Former District Attorney Lynne Abraham, who finished third in the 2015 primary, said she is giving another run some thought. But her experience three years ago, when four super PACs spent more than $11 million on independent expenditures to back Kenney and Williams — more than the six primary candidates spent together — is not something she'd like to relive.

"I saw how elections are being bought and paid for by outside interests," she said.

City Councilwoman Cindy Bass, increasingly at odds with Kenney on issues ranging from stop-and-frisk to his proposed property tax increase, is also being chattered about as a candidate. A source close to Bass says she has been approached about a 2019 run.

Meet the guys with nothing to lose

Of all the potential 2019 candidates, former City Controller Alan Butkovitz seems closest to pulling the trigger. Butkovitz, who lost a bid for a fourth term last year, said "it's likely" he'll challenge Kenney in the primary.

And he's already got a platform. Butkovitz, who has railed about the soda tax Kenney pushed City Council to approve, says he would repeal that levy and cap property tax assessments so they would not increase annually by more than twice the rate of inflation.

Lt. Gov. Mike Stack's fall from power has been riveting and already he's looking for a way back. Stack, who lost his bid for reelection in May after Gov. Wolf stripped him of staff amid accusations that he and his wife had been abusive toward state employees, could run for mayor, City Council, or the U.S. House.

Spokesman Marty Marks said Stack "is keeping all his options open."

"He has friends in politics who have supported him and he's supported them over the years, and so there's people he would not want to run against. … He never expressed to me an interest in running against Mayor Kenney," Marks added.

Whatever happens, the odds favor a second term for Kenney.

It has been nearly seven decades since Philadelphia voters approved a City Charter that limits a mayor to two consecutive terms. In that time, seven Democrats have won second terms, while two opted not to run again. No mayor has been defeated in a bid for another term since then.

As for the Republicans …

It has been 71 years since Philadelphians elected a Republican as mayor, though Sam Katz came close, losing to John Street by 9,447 votes in 1999.

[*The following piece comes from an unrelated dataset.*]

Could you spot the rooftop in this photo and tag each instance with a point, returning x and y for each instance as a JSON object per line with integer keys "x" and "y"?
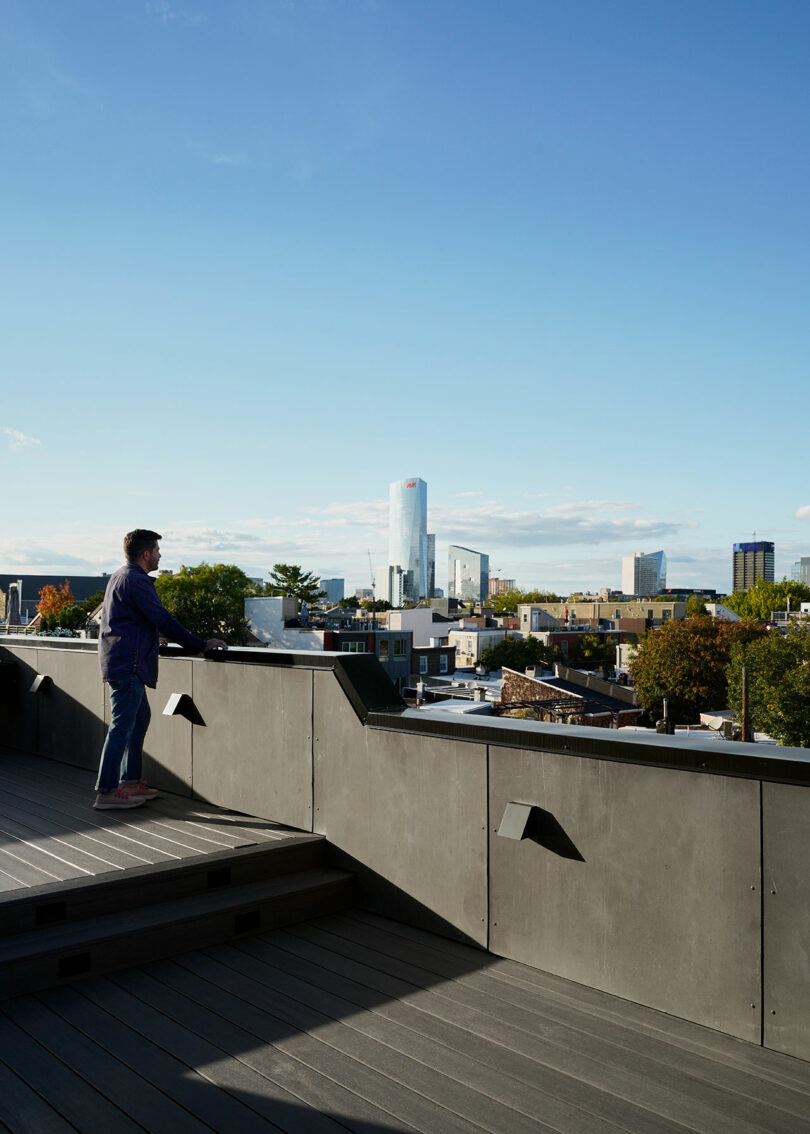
{"x": 600, "y": 972}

It's a tough task, running as a Republican in Philly, where 77 percent of the voters are registered Democrats. The GOP makes up just 11 percent of the registration, while independent voters and members of smaller political parties constitute the other 12 percent.

The GOP nominee next year may be provocative, if not competitive.

South Philly defense attorney William "Billy C." Ciancaglini, a Democrat-turned-Republican, is currently the only declared candidate for mayor.

He squeezed into a selfie with Vice President Pence during an event Monday at the Union League and then tweeted the picture with this: "I'm pretty sure I heard this guy say into my ear, 'Donald and I endorse you for Mayor.'"

Michael Meehan, chairman of the Republican City Committee, said he has spoken about 2019 with Ciancaglini and one other potential candidate, whom he declined to identify.

"In this day and age, the identification of them could be the termination of their interest because of the hostility it generates," he explained.

Meehan says he expects just one Republican candidate, but would be thrilled to have a competitive primary. The party's nominee will have to raise "at least $2 million to run a credible campaign," he said.

Melissa Murray Bailey, a Democrat-turned-Republican nominee for mayor in 2015 put that number at $3 million at the time, but raised less than $30,000 and won just 13.2 percent of the vote.

Meehan said Ciancaglini – a boisterous presence on social media who lost a 2015 bid for Common Pleas Court judge – lacks the track record to show he can raise money. Still, his unconventional style could be a headache for Kenney.

"He's a piece of work," Meehan said. "The mayor would be in an awkward position, because you never know what's going to come out of his mouth."